Man, that's just not fair!  Didn't anyone tell you that you cant post pens that nice until you have been doing it AT LEAST a year!!!

Seriously, very nice job on the segmenting and on the pens!


----------



## 76winger (Nov 23, 2011)

Great looking bunch of segmented gems. Kudos!


----------



## JimB (Nov 23, 2011)

Great job on those.


----------



## watchman7 (Nov 23, 2011)

Looks like you have it pretty well figured out. Nice job on all those pens.


----------



## Stevej72 (Nov 23, 2011)

Very nice looking pens!


----------



## wiset1 (Nov 23, 2011)

Fantastic work, I love the change in angle on some of these!


----------



## kruzzer (Nov 23, 2011)

wow great job on the pens... that's sure is a lot of "cut and paste"


----------



## Alzey (Nov 23, 2011)

Awesome looking pens.


----------



## oops99 (Nov 23, 2011)

Great job, just wait until you get good at it.


Tom/oops99


----------



## MSGMP (Nov 23, 2011)

Nicely done


----------



## Jim15 (Nov 24, 2011)

Awesome work, they are beautiful.


----------



## SDB777 (Nov 24, 2011)

Nice patterns, really like that you've done 'different patterns' and not the same-same everytime.

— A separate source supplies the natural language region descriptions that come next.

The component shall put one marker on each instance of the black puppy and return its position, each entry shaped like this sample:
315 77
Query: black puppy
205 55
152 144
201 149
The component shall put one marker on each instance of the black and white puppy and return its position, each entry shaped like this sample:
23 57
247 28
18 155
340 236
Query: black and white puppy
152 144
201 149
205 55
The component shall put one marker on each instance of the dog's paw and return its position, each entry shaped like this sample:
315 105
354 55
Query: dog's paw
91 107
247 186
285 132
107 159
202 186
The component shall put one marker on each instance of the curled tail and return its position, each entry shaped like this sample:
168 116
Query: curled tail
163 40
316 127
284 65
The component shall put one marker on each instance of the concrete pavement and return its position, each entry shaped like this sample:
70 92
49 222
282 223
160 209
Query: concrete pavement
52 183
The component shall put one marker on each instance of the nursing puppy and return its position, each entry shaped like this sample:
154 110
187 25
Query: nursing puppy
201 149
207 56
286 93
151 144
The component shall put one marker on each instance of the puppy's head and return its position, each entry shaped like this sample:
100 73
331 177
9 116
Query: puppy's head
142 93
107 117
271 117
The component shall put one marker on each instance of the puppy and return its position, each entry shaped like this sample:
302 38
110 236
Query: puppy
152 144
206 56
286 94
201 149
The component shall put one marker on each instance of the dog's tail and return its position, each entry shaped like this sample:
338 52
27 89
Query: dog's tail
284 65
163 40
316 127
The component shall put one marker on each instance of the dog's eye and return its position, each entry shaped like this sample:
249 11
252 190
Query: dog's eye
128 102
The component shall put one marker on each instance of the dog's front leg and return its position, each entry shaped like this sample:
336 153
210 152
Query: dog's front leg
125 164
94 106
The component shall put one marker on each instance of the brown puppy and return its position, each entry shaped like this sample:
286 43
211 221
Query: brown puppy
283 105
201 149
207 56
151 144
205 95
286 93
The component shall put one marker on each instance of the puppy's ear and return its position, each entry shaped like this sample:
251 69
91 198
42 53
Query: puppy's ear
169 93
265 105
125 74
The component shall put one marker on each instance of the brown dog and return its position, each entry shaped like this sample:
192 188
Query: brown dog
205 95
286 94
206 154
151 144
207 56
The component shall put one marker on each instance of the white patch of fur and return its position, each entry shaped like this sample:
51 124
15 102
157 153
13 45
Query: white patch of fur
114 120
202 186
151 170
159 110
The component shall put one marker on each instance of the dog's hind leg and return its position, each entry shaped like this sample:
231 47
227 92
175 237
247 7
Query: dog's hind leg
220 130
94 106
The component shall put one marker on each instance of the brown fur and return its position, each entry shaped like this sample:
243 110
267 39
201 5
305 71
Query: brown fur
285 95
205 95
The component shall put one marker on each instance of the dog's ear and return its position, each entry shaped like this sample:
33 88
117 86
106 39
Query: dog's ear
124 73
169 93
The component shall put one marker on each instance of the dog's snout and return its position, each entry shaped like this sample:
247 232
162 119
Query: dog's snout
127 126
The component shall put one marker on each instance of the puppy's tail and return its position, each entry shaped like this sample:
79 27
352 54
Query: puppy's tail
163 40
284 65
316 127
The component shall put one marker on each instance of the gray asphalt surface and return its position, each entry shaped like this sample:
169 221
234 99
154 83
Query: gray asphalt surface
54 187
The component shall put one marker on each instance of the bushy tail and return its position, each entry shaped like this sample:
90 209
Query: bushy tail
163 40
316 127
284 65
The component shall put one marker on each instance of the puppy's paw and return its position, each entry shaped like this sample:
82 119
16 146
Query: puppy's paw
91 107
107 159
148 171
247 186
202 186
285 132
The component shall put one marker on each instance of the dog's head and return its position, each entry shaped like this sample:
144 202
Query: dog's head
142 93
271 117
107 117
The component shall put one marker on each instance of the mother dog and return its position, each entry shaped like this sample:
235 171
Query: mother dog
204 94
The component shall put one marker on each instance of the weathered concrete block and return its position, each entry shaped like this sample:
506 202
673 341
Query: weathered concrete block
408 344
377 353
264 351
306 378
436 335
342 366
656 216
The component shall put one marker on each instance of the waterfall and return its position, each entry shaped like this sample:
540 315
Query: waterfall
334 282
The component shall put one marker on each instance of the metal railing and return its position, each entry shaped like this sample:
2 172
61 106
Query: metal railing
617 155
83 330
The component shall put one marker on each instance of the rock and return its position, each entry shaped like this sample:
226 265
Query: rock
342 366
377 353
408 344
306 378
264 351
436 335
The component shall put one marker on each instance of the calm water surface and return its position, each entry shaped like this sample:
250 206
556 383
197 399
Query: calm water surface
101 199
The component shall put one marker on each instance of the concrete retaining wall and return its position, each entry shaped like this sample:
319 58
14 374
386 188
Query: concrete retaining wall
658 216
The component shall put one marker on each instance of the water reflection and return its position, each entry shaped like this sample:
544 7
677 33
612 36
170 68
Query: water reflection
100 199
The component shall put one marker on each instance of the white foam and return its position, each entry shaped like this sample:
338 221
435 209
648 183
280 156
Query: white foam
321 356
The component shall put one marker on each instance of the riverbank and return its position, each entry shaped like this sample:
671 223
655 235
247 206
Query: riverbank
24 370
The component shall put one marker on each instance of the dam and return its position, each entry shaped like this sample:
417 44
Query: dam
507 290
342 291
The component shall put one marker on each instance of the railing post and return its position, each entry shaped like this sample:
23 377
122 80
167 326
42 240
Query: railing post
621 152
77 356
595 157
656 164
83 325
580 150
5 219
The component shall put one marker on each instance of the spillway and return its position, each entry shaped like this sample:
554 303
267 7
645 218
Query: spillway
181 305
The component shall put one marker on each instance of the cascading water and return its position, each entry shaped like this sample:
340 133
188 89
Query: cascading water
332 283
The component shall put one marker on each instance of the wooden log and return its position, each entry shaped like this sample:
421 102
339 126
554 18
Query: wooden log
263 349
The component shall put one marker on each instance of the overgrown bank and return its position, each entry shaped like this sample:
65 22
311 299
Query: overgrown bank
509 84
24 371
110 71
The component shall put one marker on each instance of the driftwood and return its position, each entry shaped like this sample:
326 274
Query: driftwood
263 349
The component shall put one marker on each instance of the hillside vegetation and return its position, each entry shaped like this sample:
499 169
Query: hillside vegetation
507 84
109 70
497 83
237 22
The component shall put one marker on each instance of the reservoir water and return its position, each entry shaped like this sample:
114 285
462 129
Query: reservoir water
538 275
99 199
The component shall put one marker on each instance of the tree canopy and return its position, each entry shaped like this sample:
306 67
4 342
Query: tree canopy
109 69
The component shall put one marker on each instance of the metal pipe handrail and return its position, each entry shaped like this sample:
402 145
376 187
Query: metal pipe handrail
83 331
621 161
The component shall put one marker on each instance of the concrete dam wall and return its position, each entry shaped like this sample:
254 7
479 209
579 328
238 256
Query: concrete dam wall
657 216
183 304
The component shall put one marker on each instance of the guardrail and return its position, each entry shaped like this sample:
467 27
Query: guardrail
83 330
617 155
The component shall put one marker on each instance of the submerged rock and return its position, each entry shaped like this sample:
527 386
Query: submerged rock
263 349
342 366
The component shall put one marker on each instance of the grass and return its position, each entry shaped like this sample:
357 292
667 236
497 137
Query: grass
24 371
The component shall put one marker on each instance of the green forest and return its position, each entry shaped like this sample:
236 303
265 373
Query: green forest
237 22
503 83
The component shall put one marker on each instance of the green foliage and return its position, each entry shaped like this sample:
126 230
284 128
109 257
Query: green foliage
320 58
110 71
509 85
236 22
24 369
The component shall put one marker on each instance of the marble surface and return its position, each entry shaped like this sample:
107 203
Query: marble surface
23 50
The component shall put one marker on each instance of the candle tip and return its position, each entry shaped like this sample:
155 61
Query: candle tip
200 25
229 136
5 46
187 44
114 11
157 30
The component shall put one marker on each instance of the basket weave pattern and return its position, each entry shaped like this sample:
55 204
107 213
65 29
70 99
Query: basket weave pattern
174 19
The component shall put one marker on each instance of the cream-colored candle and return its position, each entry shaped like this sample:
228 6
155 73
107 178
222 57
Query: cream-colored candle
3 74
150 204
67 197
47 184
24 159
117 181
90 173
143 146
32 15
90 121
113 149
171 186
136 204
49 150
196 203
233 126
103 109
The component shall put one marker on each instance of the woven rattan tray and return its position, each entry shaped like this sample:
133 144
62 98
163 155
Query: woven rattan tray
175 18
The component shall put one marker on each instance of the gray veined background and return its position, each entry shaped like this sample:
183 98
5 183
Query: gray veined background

Have you done any segmenting with metals yet?(aluminum, brass, etc..)




Scott (6 months....wow) B


----------



## Ambidex (Nov 24, 2011)

Those are really beautiful...making me wanna stop posting mine:tongue:..nah, giving me hope I can get that good in the future...but won't plan on 6 months though:biggrin:..very nice


----------



## ve3bax (Nov 24, 2011)

These look great! a nice balance of segmenting, but at the same time, not visually distracting.  They are certainly eye catching! the second one is probably my favorite of the lot, hard to choose a fave though!

--Dave


----------